When the data to be coded and decoded is subjected to multidimensional formatting, firstly, the data block size for formatting the data to be coded can be determined according to physical resources, namely, the data block size is taken as a unit for processing during the subsequent coding and decoding; when encoding and decoding are performed, the operations performed are different, for example, in the case of performing encoding, segmentation processing is performed on the data to be encoded according to the determined data block size, for example, if the data to be encoded is formatted and the segmented data block size is a b c, when the data to be encoded is less than the size, the data to be encoded is completed by zero padding, and when the data to be encoded is greater than the size, the encoding is performed by segmenting the data to be encoded into the size; in the case of performing the decoding process, the data to be decoded is stored in the corresponding position of the data block of the determined data block size for the decoding process, which is also explained by the above example: for the stored data to be decoded, reading the data block size a × b × c from the existing position, and when the data to be decoded is larger than the size, the data to be decoded in the data part can be preferentially selected; in addition, for the received data to be decoded, the data to be decoded can be put into the corresponding position of the logical data block with the data block size of a × b × c according to the number for decoding processing.

It should be noted that, according to a predetermined sequence, RS erasure coding is performed on at least two dimensions of each dimension of the data to be coded and decoded after the multidimensional formatting processing, and different sequences are executed according to different coding and decoding processing, for example, in the case of executing coding processing, RS erasure coding processing is performed on each dimension of the data to be coded and decoded after the multidimensional formatting processing in a multidimensional step-by-step dimensionality removal manner; and under the condition of executing the decoding processing, performing RS erasure code decoding processing on each dimension of the data to be coded and decoded after the multidimensional formatting processing according to a multidimensional step-by-step dimension adding mode.
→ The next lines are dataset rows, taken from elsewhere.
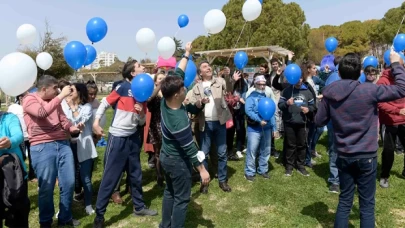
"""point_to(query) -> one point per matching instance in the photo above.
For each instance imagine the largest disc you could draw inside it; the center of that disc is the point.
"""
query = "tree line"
(280, 24)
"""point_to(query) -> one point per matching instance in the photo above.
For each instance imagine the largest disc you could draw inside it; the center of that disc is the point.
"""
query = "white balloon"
(215, 21)
(18, 73)
(251, 10)
(166, 47)
(26, 34)
(146, 39)
(44, 60)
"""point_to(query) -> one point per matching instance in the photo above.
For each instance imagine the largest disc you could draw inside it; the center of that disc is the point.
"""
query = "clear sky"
(125, 18)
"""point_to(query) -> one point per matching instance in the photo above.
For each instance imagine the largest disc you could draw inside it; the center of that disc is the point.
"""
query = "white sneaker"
(90, 210)
(239, 154)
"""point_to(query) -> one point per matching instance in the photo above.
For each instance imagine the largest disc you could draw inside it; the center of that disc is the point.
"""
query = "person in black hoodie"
(298, 104)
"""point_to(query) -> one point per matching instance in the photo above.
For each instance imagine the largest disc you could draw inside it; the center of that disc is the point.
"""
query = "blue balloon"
(331, 44)
(75, 54)
(362, 78)
(292, 73)
(142, 87)
(96, 29)
(399, 42)
(190, 73)
(266, 108)
(387, 57)
(240, 59)
(370, 61)
(91, 55)
(182, 21)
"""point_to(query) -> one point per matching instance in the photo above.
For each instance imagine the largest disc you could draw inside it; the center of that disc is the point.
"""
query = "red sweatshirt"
(388, 112)
(45, 120)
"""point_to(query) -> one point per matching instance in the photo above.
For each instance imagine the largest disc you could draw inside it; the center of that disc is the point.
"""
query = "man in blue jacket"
(259, 133)
(356, 132)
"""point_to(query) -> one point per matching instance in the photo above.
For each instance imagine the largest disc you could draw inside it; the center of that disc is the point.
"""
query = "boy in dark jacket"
(297, 102)
(352, 107)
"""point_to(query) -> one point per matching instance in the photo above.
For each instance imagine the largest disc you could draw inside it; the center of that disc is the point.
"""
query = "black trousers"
(15, 217)
(295, 145)
(389, 145)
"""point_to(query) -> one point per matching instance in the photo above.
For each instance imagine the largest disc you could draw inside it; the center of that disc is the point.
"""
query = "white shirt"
(210, 110)
(17, 110)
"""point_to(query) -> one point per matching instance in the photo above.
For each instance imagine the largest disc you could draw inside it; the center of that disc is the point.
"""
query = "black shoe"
(249, 178)
(225, 187)
(45, 225)
(233, 157)
(145, 212)
(303, 172)
(78, 197)
(98, 223)
(204, 189)
(72, 222)
(265, 175)
(275, 154)
(334, 188)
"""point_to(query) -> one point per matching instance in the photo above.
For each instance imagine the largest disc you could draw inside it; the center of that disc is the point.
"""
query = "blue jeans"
(259, 143)
(217, 132)
(363, 173)
(176, 196)
(333, 170)
(86, 170)
(51, 160)
(314, 133)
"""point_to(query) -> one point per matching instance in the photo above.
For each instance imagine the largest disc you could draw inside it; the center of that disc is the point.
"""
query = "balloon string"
(230, 55)
(392, 46)
(250, 35)
(176, 33)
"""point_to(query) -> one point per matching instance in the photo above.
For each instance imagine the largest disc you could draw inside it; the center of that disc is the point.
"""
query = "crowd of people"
(58, 126)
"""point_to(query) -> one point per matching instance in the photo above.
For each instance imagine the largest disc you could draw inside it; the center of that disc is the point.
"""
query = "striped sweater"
(176, 130)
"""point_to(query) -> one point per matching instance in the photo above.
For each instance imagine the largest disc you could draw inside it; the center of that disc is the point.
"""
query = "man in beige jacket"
(212, 119)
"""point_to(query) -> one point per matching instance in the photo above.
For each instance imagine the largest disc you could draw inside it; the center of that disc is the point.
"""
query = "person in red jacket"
(392, 115)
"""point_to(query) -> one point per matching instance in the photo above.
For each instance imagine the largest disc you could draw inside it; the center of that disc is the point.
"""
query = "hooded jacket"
(292, 114)
(352, 107)
(388, 112)
(251, 109)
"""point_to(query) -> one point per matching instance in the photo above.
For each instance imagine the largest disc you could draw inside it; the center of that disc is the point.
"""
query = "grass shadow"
(320, 211)
(322, 170)
(194, 215)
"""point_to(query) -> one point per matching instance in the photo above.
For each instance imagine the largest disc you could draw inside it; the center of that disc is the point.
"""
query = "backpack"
(13, 185)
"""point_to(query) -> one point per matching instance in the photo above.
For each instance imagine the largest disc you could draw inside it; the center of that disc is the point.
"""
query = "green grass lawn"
(281, 201)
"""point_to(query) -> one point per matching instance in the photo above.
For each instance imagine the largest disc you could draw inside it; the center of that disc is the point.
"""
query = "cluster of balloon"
(18, 71)
(331, 44)
(182, 21)
(251, 10)
(266, 108)
(240, 59)
(370, 61)
(292, 73)
(77, 54)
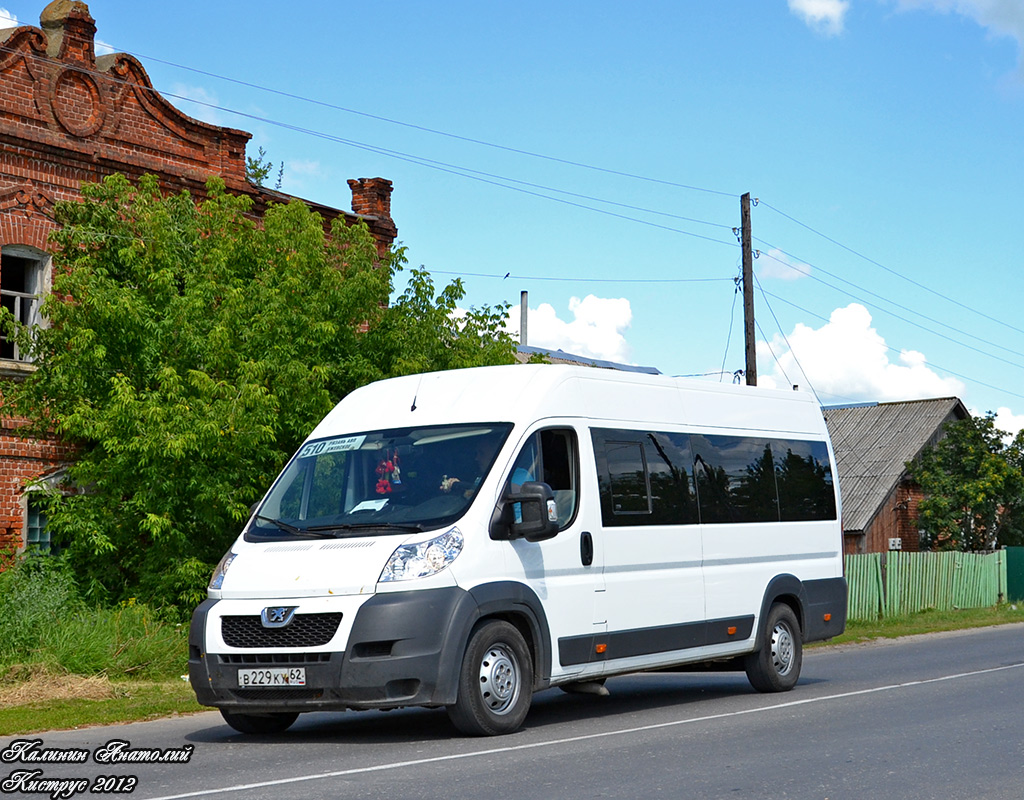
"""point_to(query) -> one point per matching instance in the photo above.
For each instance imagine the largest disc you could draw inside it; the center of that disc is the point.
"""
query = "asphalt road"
(938, 716)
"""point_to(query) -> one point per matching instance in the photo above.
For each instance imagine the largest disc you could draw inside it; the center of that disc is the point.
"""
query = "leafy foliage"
(258, 169)
(190, 350)
(974, 488)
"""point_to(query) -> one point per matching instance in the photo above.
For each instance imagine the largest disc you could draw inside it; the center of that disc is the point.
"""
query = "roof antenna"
(417, 392)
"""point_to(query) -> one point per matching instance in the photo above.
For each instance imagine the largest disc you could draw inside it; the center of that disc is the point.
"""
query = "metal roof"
(559, 356)
(873, 441)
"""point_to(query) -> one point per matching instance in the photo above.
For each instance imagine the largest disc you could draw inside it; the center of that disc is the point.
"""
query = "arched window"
(24, 272)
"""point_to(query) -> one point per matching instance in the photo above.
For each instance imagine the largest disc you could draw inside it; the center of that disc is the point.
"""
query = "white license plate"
(273, 676)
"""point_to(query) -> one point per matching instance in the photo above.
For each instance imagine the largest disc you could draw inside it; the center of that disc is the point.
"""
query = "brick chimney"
(372, 197)
(70, 32)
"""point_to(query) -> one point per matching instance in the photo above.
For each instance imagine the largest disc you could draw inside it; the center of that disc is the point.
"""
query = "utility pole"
(752, 355)
(523, 313)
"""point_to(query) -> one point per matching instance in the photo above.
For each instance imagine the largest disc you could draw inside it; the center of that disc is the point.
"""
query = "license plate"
(272, 676)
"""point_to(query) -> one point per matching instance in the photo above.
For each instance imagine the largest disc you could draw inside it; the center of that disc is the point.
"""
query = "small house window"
(23, 284)
(37, 536)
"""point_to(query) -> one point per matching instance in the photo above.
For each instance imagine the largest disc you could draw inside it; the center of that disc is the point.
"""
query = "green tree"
(189, 350)
(973, 486)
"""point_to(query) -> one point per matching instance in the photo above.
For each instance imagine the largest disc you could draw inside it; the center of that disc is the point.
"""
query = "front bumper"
(393, 649)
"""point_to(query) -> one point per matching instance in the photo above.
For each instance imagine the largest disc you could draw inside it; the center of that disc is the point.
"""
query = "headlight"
(218, 575)
(423, 558)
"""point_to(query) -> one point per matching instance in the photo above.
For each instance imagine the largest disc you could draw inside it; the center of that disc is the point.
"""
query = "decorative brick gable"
(69, 117)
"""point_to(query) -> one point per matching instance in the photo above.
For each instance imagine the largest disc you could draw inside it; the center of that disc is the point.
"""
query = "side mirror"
(529, 513)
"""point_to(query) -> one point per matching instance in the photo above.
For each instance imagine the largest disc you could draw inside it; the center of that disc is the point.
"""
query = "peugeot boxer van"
(466, 539)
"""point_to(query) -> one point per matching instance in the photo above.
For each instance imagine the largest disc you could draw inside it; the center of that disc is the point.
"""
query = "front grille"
(305, 630)
(273, 658)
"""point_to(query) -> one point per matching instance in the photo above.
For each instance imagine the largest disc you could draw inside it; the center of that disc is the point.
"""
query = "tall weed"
(37, 594)
(44, 621)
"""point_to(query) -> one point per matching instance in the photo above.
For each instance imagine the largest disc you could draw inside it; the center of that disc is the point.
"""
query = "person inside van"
(483, 453)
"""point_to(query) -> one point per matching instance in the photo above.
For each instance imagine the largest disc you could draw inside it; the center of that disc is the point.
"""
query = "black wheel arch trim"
(782, 586)
(504, 598)
(827, 594)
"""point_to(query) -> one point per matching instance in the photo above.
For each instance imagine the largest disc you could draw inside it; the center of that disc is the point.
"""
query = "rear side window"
(650, 477)
(644, 477)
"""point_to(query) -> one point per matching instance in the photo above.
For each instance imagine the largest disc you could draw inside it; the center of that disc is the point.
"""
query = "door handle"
(586, 548)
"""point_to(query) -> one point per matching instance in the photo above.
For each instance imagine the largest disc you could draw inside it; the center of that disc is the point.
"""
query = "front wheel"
(496, 682)
(776, 666)
(259, 723)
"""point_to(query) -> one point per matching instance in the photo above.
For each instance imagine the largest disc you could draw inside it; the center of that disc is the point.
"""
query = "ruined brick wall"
(69, 117)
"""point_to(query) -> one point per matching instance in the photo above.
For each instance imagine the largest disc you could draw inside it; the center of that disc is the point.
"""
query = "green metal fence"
(896, 583)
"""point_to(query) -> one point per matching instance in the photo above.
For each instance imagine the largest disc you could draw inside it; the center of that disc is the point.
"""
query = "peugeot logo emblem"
(278, 616)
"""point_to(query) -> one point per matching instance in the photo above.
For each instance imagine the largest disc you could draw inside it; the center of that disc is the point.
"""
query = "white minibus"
(466, 539)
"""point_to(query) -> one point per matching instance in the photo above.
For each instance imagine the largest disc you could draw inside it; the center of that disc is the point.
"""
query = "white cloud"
(596, 330)
(1008, 421)
(775, 263)
(823, 16)
(1000, 17)
(847, 360)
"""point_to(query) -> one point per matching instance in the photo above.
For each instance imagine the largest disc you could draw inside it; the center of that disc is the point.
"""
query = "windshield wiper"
(367, 525)
(288, 528)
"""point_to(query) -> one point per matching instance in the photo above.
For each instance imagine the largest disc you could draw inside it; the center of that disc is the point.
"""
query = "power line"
(517, 277)
(893, 271)
(898, 317)
(433, 131)
(893, 349)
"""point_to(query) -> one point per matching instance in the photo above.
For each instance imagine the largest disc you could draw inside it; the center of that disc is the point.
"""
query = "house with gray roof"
(872, 443)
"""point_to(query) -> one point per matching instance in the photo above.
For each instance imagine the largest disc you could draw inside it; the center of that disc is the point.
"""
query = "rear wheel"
(776, 666)
(259, 723)
(496, 683)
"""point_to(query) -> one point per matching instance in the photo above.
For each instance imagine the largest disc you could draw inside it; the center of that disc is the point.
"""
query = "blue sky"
(882, 138)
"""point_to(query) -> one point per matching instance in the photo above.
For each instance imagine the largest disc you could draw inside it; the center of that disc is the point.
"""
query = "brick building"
(872, 444)
(67, 117)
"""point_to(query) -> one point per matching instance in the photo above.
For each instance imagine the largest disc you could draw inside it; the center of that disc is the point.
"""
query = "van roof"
(522, 393)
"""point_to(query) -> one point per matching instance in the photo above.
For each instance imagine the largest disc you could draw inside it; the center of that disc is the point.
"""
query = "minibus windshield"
(379, 481)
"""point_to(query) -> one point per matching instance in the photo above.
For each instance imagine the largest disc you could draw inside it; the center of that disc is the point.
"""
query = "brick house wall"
(67, 117)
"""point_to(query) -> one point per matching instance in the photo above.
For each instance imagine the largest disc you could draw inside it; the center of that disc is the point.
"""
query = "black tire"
(259, 723)
(496, 682)
(776, 666)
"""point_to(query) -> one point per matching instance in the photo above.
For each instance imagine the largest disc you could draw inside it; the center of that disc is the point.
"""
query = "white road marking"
(582, 738)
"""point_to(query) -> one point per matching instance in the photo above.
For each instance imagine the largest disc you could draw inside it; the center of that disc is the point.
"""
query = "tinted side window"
(752, 479)
(644, 477)
(805, 481)
(735, 477)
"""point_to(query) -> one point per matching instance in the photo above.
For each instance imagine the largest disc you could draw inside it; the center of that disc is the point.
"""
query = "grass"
(42, 703)
(930, 622)
(124, 702)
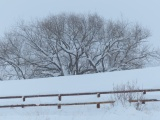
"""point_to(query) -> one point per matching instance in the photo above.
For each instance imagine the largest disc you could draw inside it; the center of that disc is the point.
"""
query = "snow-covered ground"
(146, 78)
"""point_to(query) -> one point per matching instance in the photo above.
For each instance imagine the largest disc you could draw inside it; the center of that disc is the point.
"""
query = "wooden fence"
(144, 91)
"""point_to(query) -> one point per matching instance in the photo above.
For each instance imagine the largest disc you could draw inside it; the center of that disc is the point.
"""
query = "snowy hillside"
(146, 78)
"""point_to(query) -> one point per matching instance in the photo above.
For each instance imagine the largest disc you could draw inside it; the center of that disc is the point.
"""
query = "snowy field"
(146, 79)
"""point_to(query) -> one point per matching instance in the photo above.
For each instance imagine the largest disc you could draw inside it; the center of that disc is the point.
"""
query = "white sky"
(145, 12)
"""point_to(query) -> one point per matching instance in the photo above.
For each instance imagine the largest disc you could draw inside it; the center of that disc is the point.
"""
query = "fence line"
(71, 104)
(78, 94)
(144, 91)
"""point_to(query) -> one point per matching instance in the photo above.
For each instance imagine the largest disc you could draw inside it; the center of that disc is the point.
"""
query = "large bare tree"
(69, 44)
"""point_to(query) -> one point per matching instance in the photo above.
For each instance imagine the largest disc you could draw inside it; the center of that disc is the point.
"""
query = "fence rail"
(144, 91)
(79, 94)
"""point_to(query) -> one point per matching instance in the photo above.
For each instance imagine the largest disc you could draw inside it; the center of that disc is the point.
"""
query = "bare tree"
(74, 44)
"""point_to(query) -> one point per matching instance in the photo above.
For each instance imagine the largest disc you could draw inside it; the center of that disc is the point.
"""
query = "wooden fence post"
(144, 92)
(59, 97)
(98, 105)
(23, 99)
(59, 106)
(98, 94)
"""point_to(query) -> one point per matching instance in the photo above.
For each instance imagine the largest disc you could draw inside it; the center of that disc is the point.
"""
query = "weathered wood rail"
(79, 94)
(144, 91)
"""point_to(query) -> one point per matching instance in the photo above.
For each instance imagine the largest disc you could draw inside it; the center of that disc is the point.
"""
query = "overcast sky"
(144, 12)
Preferably, after performing RS erasure coding and decoding processing on at least two dimensions of each dimension of the data to be coded and decoded after the multidimensional formatting processing according to a predetermined order, the method further includes: storing data obtained after the RS erasure code processing is performed according to physical resources of a storage server; or, data obtained after the RS erasure correction processing is transmitted. In addition, partial verification data in the data obtained after the RS erasure code processing can also be stored on a separate storage node.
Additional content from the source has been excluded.